I keep asking myself how this even happened, but with the craziness that has been the past few months - it really is no surprise that it snuck up on me.  Time sucks.  I am loving this stage of his little life, just like I've loved all the rest before it.  He has moments of starting to test my patience, but he is still a sweet, funny, and wild little tornado child.  So much so, that my mom has started calling him Camnado.

It's been awhile since I laid out the latest happenings of my man cub, so without further ado:

- He doesn't walk.  He runs.  Everywhere.

- Climbs on everything.

- Loves to play with balls and his baby golf clubs. These toys quickly become weapons. 

- Favorite songs are "Barbara Ann" by The Beach Boys and "Starships" by Nikki Manaj (not even kidding), "Hot Dog" from Mickey Mouse Clubhouse, and of course, the Bubble Guppies theme song.

- Loves to blow kisses and give real ones, too.

- Gives the best little man hugs and if you are lucky, he will pat your back, too.  A few times I've been crouched down/bent over picking up something and he's come up behind me and given me a backside hug and pat.

- LOVES his daddy.

- Does not tolerate wearing shoes and/or socks while in the car and tries to pull his socks off with his teeth.  Usually unsuccessfully.

- Had his last shrimp swim lesson and will start kipper class at the end of the month.

- Is quite the little chatterbox.  We can't understand 90% of the things he says, but he sure tries.

- Says mama, mommy, dada, daddy, ball, baby, dog, gaga (Grammy), papa (Grampa), Ray-Ray (Rachel), ouch, nana (banana), hi, bye-bye, and Xbox.  That last one, I'm not as proud of.

- Thinks any fruit or vegetable is a banana (nana) and refers to it as such.

- Loves his puppies and tries to say "Sonny" but it comes out "Shu-she."

- Signs "more" and "please."

- Has 12 teeth.

- His favorite books are Barnyard Dance, Is Your Mama a Llama, and Brown Bear, Brown Bear.  The scary thing is that he can pick these three out of a stack when asked. The scarier thing is that I can recite each of these books by heart.

- Recently started jumping.  Or maybe it's hopping?  Seeing a toddler jump/hop is hysterical, by the way.
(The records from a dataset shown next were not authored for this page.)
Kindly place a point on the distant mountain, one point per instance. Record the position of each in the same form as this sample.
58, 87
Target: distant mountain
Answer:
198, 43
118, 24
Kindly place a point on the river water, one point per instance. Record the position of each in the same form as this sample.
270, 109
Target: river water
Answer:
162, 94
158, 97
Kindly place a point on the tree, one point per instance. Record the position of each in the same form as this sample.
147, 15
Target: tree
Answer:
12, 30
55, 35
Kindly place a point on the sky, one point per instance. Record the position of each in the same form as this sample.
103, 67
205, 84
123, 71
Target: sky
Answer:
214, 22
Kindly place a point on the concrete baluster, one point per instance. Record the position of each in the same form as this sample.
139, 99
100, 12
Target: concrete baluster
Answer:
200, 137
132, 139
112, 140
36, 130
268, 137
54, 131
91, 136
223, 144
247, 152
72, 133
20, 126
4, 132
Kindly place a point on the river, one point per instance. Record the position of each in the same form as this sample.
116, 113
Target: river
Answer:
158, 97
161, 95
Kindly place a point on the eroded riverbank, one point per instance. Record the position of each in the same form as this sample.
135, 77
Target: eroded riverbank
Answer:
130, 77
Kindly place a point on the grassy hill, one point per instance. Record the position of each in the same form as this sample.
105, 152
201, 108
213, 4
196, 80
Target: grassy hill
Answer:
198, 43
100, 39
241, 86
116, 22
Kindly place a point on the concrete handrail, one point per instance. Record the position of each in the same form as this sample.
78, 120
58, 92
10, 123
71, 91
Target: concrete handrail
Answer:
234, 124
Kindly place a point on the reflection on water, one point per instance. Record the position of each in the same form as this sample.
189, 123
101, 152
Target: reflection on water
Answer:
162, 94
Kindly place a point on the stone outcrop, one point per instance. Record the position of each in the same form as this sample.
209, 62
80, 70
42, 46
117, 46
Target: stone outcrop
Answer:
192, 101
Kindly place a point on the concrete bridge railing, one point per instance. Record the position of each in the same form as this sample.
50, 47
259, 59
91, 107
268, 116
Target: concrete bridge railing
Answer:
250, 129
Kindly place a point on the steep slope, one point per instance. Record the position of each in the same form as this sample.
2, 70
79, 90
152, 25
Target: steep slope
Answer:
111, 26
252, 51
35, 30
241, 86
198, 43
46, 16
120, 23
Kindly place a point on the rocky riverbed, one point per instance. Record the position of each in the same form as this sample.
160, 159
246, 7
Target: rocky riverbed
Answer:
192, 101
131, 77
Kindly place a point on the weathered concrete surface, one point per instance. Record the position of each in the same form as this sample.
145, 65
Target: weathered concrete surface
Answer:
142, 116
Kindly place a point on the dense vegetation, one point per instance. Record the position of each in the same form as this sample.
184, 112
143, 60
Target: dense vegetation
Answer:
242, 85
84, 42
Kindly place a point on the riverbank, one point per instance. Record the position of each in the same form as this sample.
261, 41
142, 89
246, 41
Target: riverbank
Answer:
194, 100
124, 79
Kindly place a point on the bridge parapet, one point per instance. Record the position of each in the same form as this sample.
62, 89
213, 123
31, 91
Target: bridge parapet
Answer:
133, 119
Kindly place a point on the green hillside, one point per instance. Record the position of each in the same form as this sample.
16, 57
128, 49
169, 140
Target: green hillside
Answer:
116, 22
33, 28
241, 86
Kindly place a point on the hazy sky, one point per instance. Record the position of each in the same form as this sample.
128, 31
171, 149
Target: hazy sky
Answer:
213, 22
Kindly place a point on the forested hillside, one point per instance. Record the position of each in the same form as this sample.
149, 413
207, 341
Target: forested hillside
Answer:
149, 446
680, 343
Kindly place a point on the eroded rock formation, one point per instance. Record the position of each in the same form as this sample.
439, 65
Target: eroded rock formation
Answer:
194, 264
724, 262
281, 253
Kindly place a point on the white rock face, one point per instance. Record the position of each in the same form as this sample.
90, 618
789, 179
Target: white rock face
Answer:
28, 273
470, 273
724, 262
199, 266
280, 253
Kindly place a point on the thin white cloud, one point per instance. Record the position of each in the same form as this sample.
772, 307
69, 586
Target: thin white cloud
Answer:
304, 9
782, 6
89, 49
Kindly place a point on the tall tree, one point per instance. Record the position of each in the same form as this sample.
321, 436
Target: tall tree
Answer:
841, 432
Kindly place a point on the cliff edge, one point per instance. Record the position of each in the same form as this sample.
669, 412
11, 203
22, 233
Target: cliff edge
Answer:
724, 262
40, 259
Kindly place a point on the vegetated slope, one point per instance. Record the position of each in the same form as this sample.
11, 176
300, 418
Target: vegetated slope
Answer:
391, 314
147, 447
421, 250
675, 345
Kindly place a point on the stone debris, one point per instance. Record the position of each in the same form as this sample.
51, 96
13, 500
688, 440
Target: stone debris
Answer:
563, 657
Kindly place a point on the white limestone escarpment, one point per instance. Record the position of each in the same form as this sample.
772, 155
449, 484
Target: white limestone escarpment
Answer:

- Still wants his breakfast, lunch, and dinner.  And yours, too.  And many, many, many snacks.

- Uses a spoon and fork to feed himself.  We're still working on minimizing the mess that comes with self-spoon feeding.

- Can point to his head, nose, tummy, and toes, and thinks "Head, Shoulders, Knees and Toes" is a hoot.

- Has started making diaper changes really, really difficult.  Legs are kicking, a pelvis is thrusting, and there is just generally a lot of squirming going on.  If I had four feet I'd be able to pin his shoulders and his legs.

- Can mean mug like nobody's business.  He gets that from his mama.

- Loves crackers.  Any kind of crackers, really - but his favorites seem to be Ritz, Honey Maid Graham, and Annie's Honey Bunnies. Whatever you do, don't try to give him Annie's Cheddar Bunnies.  Apparently those are not so much his favorite and he will let you know that you've eff'd up.

- Double fists when eating crackers.  Always.

- Smiles and laughs at himself when he lets out a burp or toot.

- Loves to "help" vacuum, sweep, dust, carry things, and put things away.

I could go on and on about this little busy guy.  He lights up our life and we are so grateful to get to be his parents.  I see his smile and hear his laugh and everything seems right in the world.